Emma Talbot (1969, Stourbridge, vive a Londra), che attualmente è in mostra anche alla 59ma Esposizione Internazionale d’Arte della Biennale di Venezia, è invece la vincitrice nel 2020 dell’ottava edizione del Max Mara Prize for Women, che a oggi è l’unico premio per le arti visive dedicato ad artiste attive nel Regno Unito. Viene assegnato ad anni alterni da una commissione internazionale, con la finalità di promuovere e valorizzare la ricerca di un’artista, offrendole l’opportunità di trascorrere un periodo di sei mesi di residenza in Italia per realizzare un nuovo progetto di mostra, destinato all’allestimento di due personali, alla Whitechapel Gallery di Londra e alla Collezione Maramotti di Reggio Emilia.

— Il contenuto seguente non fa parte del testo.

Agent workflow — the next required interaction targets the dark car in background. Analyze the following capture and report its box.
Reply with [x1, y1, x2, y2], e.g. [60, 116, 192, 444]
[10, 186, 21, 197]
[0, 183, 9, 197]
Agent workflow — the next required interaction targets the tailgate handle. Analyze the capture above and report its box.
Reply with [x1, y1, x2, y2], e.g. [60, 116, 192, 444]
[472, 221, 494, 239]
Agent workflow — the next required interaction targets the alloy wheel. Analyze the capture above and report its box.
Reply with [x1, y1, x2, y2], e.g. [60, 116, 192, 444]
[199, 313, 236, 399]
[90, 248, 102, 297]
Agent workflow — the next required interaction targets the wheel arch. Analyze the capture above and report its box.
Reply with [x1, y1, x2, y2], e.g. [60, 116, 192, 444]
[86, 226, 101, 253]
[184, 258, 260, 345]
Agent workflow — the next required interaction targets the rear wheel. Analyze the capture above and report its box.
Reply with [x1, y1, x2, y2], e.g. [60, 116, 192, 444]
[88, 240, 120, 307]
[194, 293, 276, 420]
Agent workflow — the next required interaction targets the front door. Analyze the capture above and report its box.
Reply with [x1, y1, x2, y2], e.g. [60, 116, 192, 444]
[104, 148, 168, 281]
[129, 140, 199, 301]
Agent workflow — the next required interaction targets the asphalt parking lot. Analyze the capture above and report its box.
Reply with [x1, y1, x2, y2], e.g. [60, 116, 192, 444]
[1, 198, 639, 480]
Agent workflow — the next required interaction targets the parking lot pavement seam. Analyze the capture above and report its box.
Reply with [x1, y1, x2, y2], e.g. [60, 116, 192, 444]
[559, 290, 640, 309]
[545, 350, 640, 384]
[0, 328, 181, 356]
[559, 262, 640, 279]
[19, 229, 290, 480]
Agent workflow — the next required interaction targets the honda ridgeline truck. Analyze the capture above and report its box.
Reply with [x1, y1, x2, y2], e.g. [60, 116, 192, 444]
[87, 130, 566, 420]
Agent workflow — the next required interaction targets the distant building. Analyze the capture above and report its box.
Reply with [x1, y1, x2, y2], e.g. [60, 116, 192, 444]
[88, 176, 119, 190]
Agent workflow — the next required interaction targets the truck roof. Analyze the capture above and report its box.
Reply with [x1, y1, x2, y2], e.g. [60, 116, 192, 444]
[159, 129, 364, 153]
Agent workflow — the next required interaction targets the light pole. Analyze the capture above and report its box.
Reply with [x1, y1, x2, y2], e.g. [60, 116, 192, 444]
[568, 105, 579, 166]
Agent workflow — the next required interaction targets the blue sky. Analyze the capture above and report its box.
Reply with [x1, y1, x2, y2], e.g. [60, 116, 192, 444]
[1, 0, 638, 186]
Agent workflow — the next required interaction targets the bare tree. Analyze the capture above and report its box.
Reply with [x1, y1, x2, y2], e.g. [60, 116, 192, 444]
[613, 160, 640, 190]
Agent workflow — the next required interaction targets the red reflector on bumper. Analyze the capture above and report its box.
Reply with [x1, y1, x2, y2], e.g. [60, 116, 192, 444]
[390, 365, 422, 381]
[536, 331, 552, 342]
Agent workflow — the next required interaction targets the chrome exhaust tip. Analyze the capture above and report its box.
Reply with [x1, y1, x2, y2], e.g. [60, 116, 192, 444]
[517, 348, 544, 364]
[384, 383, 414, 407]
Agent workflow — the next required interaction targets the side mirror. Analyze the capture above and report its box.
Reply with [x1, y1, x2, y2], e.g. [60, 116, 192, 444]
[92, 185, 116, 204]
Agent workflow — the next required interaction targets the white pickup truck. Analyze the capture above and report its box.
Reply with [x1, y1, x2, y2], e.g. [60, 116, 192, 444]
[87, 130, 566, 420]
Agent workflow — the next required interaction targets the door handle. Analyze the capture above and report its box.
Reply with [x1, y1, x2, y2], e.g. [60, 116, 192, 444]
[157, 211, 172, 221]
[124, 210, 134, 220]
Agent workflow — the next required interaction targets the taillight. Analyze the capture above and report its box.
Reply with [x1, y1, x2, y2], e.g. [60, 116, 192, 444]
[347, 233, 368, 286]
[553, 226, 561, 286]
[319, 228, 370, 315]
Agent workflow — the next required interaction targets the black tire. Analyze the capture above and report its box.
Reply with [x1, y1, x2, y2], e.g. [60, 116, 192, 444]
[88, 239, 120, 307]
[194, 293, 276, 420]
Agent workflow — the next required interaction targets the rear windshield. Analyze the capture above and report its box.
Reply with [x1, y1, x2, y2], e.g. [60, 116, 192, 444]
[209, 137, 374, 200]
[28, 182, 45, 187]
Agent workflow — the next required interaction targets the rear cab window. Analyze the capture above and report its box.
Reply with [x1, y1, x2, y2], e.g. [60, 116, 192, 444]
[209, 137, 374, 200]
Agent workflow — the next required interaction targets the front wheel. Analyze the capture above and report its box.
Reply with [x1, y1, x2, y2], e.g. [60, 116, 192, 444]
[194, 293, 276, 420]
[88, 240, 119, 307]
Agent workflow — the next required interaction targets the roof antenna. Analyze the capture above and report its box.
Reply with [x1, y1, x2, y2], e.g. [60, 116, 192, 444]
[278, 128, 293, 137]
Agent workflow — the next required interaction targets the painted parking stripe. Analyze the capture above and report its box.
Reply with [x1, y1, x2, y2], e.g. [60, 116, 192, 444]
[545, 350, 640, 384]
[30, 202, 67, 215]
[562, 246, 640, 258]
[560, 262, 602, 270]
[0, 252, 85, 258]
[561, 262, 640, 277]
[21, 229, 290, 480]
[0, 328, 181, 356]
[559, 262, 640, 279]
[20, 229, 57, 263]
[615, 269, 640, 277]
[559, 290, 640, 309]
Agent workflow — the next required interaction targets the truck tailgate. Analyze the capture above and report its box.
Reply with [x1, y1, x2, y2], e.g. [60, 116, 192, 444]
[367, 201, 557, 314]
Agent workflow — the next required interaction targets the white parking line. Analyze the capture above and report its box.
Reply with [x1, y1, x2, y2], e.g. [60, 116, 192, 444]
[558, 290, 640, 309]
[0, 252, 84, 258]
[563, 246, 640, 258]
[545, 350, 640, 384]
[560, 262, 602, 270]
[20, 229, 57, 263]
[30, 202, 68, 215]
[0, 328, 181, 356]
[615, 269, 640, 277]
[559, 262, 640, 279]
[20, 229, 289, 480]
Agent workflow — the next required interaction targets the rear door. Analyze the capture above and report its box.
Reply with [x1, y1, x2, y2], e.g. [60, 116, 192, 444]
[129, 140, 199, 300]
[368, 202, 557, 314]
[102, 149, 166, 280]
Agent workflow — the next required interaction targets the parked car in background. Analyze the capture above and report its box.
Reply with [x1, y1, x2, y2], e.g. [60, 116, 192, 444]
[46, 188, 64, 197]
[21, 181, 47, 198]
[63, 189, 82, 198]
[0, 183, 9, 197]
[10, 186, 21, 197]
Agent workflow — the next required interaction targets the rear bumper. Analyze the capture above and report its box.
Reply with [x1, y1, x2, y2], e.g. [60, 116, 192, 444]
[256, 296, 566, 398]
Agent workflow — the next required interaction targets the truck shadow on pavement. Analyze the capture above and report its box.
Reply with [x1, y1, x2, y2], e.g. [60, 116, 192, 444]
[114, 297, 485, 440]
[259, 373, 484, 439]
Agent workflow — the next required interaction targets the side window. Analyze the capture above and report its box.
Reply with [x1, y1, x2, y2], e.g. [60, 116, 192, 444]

Il progetto «The Age/L’Età» che, dopo la tappa londinese, Talbot presenta ora in Italia, è dunque il risultato di un lungo soggiorno tra Reggio Emilia, Catania e Roma, dove l’artista ha potuto approfondire il suo interesse per l’artigianato tessile, per la pratica agricola della permacultura e per la mitologia classica. L’artista ha potuto visitare luoghi e musei che hanno ispirato questo nuovo corpus di opere.
Il tema prende spunto dalla drammatica figura di anziana del celebre dipinto «Le tre età della donna» (1905) di Gustav Klimt, conservato alla Galleria Nazionale d’arte moderna di Roma, che Talbot conosceva e ha potuto finalmente vedere di persona durante il suo viaggio.
Nella sua reinterpretazione la figura klimtiana prende vita autonoma attraverso varie tecniche (pittura e scrittura su grandi pannelli di seta riciclata, scultura polimaterica, animazione digitale), diventando un’eroina contemporanea, portatrice di forza e volontà, che riesce a proporre soluzioni e sostenibili ai problemi del pianeta. Non più vittima della decadenza fisica ma saggia e combattente capace di superare persino le dodici fatiche di Ercole per difendere il pianeta, la donna si impone come un’icona positiva in contrasto con gli stereotipi occidentali sull’invecchiamento.
Com’è nella tradizione della Collezione Maramotti, ciascuna mostra è accompagnata da una raffinata documentazione editoriale: per Jenna Gribbon, un libro con testi della storica dell’arte Flavia Frigeri e della scrittrice Alexandra Kleeman; per Emma Talbot un libro e un documentario che racconta le esperienze e gli incontri dei suoi sei intensi mesi di residenza italiana.